We also quickly tested if the normalization of Romanian characters is actually neccessary and if there are other methods
of dealing with the noise. SentencePiece supports a method called subword-regularization ([Kudo 2018](https://arxiv.org/abs/1804.10959)) that samples different
subword splits at training time; ideally resulting in a more robust translation at inference time. You can enable sampling for the source language by replacing
this line `--sentencepiece-options '--normalization_rule_tsv=data/norm_romanian.tsv'` with `--sentencepiece-alphas 0.2 0`; the sampling rate was recommended
by [Kudo 2018](https://arxiv.org/abs/1804.10959).

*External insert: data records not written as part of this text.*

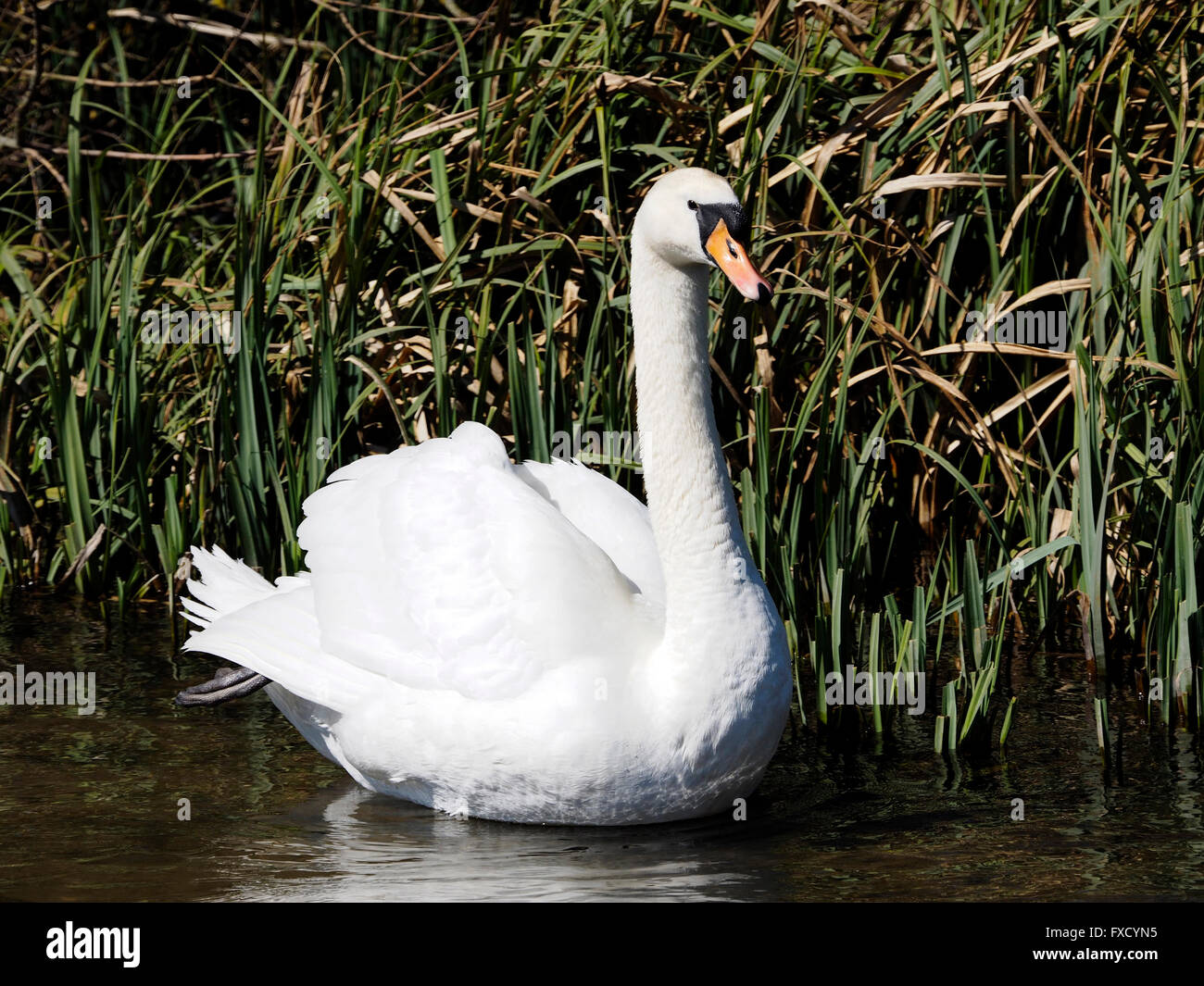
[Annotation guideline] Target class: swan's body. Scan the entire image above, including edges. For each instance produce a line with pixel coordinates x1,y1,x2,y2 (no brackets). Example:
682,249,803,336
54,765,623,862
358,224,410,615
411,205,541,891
187,168,790,825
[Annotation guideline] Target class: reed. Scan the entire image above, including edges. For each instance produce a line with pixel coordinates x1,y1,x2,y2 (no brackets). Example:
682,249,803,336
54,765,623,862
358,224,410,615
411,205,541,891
0,0,1204,753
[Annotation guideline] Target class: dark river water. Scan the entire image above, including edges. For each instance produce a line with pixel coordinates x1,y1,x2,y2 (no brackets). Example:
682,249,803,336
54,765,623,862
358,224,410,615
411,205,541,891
0,596,1204,901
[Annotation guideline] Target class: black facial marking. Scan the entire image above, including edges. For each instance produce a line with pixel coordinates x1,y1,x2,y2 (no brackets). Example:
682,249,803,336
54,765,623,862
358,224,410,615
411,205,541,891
696,202,750,259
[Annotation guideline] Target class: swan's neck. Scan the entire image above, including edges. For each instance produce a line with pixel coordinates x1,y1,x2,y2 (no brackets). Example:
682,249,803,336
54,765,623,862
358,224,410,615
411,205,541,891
631,239,759,634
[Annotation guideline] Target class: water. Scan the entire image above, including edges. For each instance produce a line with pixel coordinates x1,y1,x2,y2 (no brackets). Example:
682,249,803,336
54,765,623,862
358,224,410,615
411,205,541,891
0,597,1204,901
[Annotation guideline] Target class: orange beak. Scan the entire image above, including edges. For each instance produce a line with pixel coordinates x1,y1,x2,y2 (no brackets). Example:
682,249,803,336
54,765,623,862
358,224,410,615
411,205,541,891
707,219,773,305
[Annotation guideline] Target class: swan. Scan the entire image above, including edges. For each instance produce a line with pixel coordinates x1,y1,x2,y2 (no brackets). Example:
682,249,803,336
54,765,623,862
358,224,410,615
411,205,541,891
178,168,791,825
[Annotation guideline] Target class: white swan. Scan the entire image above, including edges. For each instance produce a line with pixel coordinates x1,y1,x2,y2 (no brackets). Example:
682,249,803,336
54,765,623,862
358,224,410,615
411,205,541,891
182,168,791,825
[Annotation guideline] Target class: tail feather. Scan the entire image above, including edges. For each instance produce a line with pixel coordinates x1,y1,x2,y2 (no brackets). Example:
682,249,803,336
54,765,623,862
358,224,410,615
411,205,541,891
184,548,375,712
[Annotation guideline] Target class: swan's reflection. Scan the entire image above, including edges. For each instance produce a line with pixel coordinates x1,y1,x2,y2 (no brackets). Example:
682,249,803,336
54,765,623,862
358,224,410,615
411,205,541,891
227,781,783,901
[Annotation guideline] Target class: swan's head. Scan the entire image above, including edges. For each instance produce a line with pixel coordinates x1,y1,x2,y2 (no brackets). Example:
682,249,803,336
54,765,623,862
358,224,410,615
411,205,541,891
633,168,773,302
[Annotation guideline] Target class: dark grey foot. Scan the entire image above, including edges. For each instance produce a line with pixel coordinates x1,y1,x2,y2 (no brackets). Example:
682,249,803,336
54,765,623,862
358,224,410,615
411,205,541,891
176,668,272,705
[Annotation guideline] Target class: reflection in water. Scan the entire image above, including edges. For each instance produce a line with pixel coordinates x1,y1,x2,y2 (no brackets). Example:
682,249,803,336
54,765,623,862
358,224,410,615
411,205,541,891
0,597,1204,901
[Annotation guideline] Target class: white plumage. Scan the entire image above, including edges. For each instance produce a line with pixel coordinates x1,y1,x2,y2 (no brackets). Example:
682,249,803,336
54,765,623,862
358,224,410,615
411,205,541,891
184,168,790,825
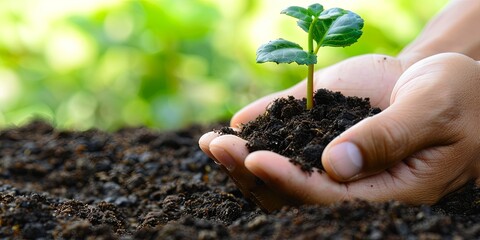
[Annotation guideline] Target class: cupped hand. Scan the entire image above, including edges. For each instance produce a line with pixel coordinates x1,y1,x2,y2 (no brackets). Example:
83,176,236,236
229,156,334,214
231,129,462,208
200,54,480,210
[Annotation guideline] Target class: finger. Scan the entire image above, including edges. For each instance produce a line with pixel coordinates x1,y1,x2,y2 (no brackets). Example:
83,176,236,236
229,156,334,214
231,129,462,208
198,131,220,160
322,101,447,181
210,135,294,212
245,151,348,204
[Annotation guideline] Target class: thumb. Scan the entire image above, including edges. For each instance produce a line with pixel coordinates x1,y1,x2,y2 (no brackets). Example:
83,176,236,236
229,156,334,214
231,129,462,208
322,101,448,182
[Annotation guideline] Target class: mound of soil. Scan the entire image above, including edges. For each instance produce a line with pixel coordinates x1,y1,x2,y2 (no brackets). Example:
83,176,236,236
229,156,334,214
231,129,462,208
0,121,480,239
218,89,381,172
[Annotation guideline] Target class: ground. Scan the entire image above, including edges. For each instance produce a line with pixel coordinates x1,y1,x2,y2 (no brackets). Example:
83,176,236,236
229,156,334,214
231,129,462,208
0,121,480,239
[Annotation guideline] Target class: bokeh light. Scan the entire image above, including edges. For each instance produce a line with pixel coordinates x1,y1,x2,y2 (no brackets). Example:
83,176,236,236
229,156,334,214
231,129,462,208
0,0,447,130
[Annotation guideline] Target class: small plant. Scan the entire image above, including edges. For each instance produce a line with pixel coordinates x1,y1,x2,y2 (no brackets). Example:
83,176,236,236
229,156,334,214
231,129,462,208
257,3,363,109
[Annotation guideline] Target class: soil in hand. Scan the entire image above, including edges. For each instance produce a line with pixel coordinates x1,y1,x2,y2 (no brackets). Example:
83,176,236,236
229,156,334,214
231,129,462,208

We compare against the University of Edinburgh's WMT16 submission (UEdin WMT16 - this is a Nematus ensemble with BPE and normalization),
and against our own old example from `marian/examples/training-basics` (old-prepro - single Marian model with complex preprocessing pipeline,
including tokenization, normalization, BPE). Raw training data should be identical for all models.

Here's the table:

| system           | dev  | test |
|------------------|------|------|
| UEdin WMT16      | 35.3 | 33.9 |
| old-prepro       | 35.9 | 34.5 |
| SPM-raw          | 35.5 |      |
| SPM-raw+sampling | 35.5 |      |
| SPM-normalized   | 36.5 | 35.1 |

The SentencePiece models are all better than the original Edinburgh systems (an emsemble!), but normalization is important. 
We see that keeping the noise untouched (SPM-raw) results indeed in the worst of the three system, normalization (SPM-normalized) is best.
Surprisingly there is no gain from sampled subwords splits (SPM-raw+sampling) over deterministic splits. 

This is an interesting result: I would expected subword-sampling to help at least a little bit, but no. It seems we need to stick with
normalization which is unfortunate for the following reasons: it is not trivial to discover the normalization problem in the first place and 
creating a normalization table is another added difficulty; on top of that normalization breaks reversibility. The reversiblity problem is a 
little less annoying if we only normalize the source and more-or-less keep the target (as in this case). For translation into Romanian we would 
probably need to keep the diacritics. 

That's all folks. More to come soon.